Today, it was my painful duty to end Latte’s pain. For the past 48 hours, and possibly more as donkeys hide pain, she’d been struggling with a twisted gut. We did all that we could do, but to no avail. As so often happens, all I could do is make her end, and the end of her pain, quick. I don’t know what I, or her husband Diablo and son Sancho, will do without our little leader....
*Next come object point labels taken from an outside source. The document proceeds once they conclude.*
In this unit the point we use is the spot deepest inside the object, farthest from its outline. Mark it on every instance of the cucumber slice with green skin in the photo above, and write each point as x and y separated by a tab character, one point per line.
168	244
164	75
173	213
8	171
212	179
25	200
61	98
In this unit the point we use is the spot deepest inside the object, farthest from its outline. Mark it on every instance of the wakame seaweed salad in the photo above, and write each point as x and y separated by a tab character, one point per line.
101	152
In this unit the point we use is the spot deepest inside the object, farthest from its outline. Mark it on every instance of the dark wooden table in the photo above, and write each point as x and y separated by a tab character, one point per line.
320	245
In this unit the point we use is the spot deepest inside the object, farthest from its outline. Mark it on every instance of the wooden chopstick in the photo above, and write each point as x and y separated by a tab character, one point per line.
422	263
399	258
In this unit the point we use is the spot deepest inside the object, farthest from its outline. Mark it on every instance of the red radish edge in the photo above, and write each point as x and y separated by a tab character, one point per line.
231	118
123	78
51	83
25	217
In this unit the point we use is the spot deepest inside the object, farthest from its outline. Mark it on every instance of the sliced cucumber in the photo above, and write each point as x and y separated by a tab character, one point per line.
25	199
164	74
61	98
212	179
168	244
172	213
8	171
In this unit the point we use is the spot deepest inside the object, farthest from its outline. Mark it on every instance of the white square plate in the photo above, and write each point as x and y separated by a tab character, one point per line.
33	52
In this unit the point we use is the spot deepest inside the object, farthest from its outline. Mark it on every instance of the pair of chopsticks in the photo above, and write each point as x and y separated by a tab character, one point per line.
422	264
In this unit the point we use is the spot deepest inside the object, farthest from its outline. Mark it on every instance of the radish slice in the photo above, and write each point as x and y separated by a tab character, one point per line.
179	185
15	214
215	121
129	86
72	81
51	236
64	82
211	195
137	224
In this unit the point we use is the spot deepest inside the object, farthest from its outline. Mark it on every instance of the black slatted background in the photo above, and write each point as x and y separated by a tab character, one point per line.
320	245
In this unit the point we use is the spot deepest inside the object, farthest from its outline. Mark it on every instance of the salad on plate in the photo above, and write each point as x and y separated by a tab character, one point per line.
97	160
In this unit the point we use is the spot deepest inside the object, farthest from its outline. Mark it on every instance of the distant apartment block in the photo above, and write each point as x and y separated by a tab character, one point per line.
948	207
Dear Latte only had about 10 months here. She spent the first 4 months or so teaching me a healthy respect for her Houdini ways. Despite assurances from my donkey owning friends, Latte found dozens of ways to get through my fences, and go walk-about through the brush, up the roads, to various neighbors to say hi... all with her bemused boys in tow. I came out morning after morning to find them gone, and a little set of tiny footprints headed away from the property, in every possible direction. I found myself emulating Dan’l Boone as I followed those tiny hoofprints up hill and down dale, as Latte explored everywhere. And then when I found them, Latte would kindly hold still for a halter, and follow me meekly home, to get breakfast. Always a little glint in her eye .... Ha! Human! Good work finding us! And as they ate, I found and fixed yet another gap in the fencing - sometimes so small that if I hadn’t found her prints on the other side of the fence, or seen her do it a couple of times, I’d never have believed she, let alone the larger boys, could get thru it!
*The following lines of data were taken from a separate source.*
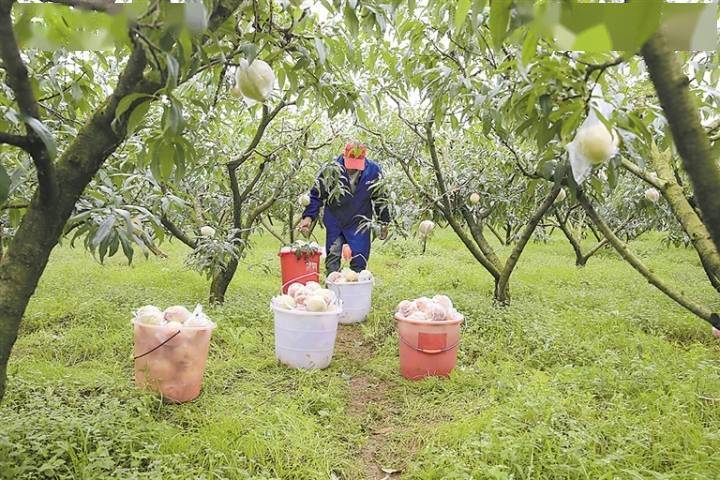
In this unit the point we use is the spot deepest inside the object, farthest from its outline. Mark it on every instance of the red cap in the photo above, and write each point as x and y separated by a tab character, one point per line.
354	156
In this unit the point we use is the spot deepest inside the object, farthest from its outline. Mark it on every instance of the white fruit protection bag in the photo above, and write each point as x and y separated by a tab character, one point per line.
580	163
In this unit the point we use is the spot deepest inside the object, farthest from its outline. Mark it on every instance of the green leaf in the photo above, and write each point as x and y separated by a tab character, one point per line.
545	104
595	39
461	11
529	47
4	185
103	231
126	102
127	247
173	71
43	133
320	47
499	18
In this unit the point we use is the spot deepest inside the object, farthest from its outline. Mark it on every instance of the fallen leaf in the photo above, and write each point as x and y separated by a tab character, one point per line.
390	471
382	431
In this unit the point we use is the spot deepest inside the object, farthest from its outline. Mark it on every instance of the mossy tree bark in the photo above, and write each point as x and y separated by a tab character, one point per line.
62	181
690	138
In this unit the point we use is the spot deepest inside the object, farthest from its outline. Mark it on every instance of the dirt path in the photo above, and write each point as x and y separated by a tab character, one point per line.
369	400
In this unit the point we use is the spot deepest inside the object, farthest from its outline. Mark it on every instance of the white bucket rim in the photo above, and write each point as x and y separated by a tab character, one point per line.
306	313
211	326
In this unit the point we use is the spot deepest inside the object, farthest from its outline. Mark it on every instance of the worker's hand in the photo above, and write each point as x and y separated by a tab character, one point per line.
383	233
304	225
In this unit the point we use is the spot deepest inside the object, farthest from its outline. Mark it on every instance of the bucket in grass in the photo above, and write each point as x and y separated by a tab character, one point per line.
355	291
299	263
170	356
429	337
306	326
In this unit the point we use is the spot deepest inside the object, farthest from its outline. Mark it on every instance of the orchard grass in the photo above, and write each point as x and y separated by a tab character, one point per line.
590	373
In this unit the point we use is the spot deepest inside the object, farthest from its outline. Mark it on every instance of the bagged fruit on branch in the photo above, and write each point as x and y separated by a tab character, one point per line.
255	80
593	144
436	309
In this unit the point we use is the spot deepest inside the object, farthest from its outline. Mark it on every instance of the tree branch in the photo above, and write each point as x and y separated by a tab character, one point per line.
20	141
104	6
688	133
525	236
17	79
699	310
177	233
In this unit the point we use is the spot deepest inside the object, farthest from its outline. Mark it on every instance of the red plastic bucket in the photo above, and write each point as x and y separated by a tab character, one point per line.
301	270
427	348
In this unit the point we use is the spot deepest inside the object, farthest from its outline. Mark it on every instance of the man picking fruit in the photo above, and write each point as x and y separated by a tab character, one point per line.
349	208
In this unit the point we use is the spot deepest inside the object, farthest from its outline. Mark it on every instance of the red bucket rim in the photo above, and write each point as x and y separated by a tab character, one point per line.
212	326
398	318
280	254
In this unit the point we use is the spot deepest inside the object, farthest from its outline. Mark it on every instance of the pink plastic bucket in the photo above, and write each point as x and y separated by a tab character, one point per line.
427	348
171	361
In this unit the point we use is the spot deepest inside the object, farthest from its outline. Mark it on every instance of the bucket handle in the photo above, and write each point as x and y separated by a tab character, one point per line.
153	349
293	280
431	352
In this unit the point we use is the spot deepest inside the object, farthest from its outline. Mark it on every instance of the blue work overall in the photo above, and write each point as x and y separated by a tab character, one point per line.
343	218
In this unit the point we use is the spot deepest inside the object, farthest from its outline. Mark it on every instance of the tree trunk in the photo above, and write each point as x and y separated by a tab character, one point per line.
221	282
580	260
690	137
501	293
28	252
42	224
502	285
699	310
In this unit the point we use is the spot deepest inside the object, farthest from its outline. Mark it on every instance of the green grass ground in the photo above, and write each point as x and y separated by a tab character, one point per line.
590	373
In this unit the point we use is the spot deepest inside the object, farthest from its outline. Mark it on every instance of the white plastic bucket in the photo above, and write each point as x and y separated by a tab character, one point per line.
356	299
305	339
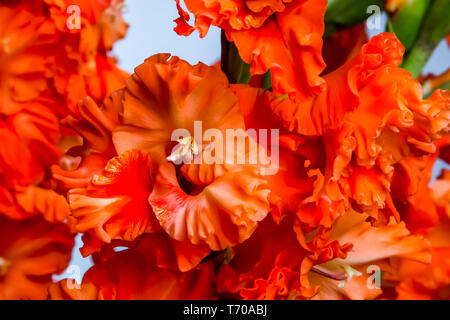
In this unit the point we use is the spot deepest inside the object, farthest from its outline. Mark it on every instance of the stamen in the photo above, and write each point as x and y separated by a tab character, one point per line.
337	269
185	151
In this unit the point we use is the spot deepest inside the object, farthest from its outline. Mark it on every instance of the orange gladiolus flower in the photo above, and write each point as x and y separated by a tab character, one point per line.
31	251
282	36
146	271
224	201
After so many repeats of that morning routine that I was starting to be really hurt - what, didn’t they like it here? - I finally spent a buncha $$ and a couple of days, leaving Latte locked in the donkey pipe corral stall, and did donkey-proofing all around. And I swear, when I let her loose, I truly believe that she traveled every inch of the outer fencing, checking my work! And looked at me with genuine respect - Ha! Human! Good work! Ok, we’ll stay. - The little dictator. It meant a lot to me that I had her respect, how odd is that?
She was very people friendly, and visitors couldn't resist her.
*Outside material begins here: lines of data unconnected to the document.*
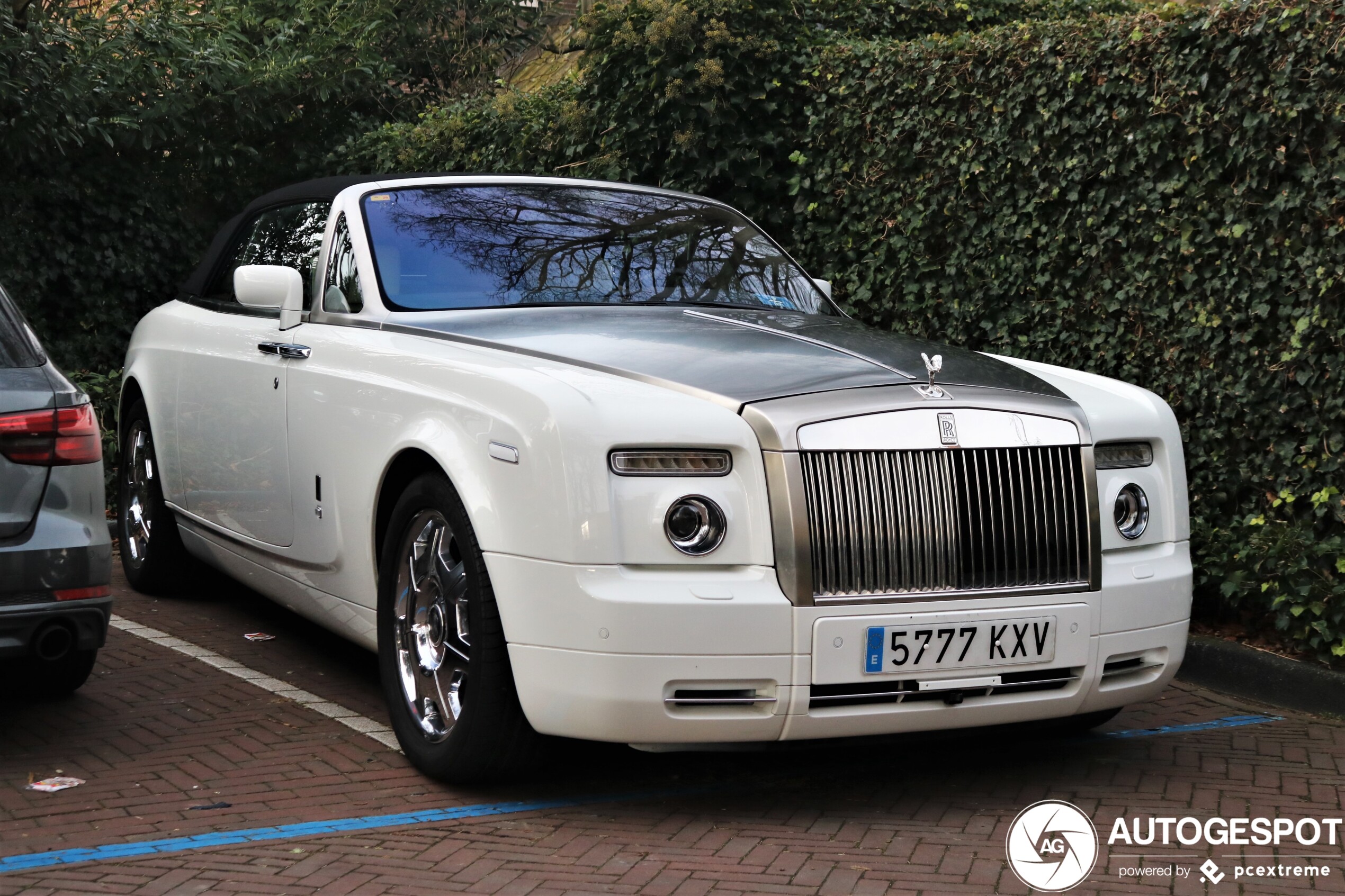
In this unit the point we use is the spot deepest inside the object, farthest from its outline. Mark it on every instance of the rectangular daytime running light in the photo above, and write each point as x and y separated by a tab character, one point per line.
1122	455
651	463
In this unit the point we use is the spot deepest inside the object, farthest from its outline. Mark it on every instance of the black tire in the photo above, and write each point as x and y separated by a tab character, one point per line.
472	727
153	554
58	677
Although tiny, Latte was mighty - the boys never questioned her, and always did what SHE wanted. She didn’t like the horses - too many, too big, too fast. She could put on some real speed when she wanted, but seldom wanted to.
So each morning, she brought her boys to their stall so they could munch down a flake of grass hay in stress-free privacy, and I’d let them out after an hour or so, whereupon she led the boys to the main stall line, to see what stalls they could get into, or to hang out in the memorial area. The boys irritated her sometimes, so in her time here, about 4-5 times I put her in that pipe corral stall again and let her spend a day, or a night, by herself. And the boys hovered nearby. Without her, they were lost, with no idea what to do.
She was a tiny, delicate, gentle donkey. Shy and retiring, but strong for her family. I thought she’d be here for another decade at least. But only 10 months did we have the privilege of her company. I can’t tell you how much I miss her already, and my heart is breaking to hear the boys call for her. Dear Latte, we are incomplete without you.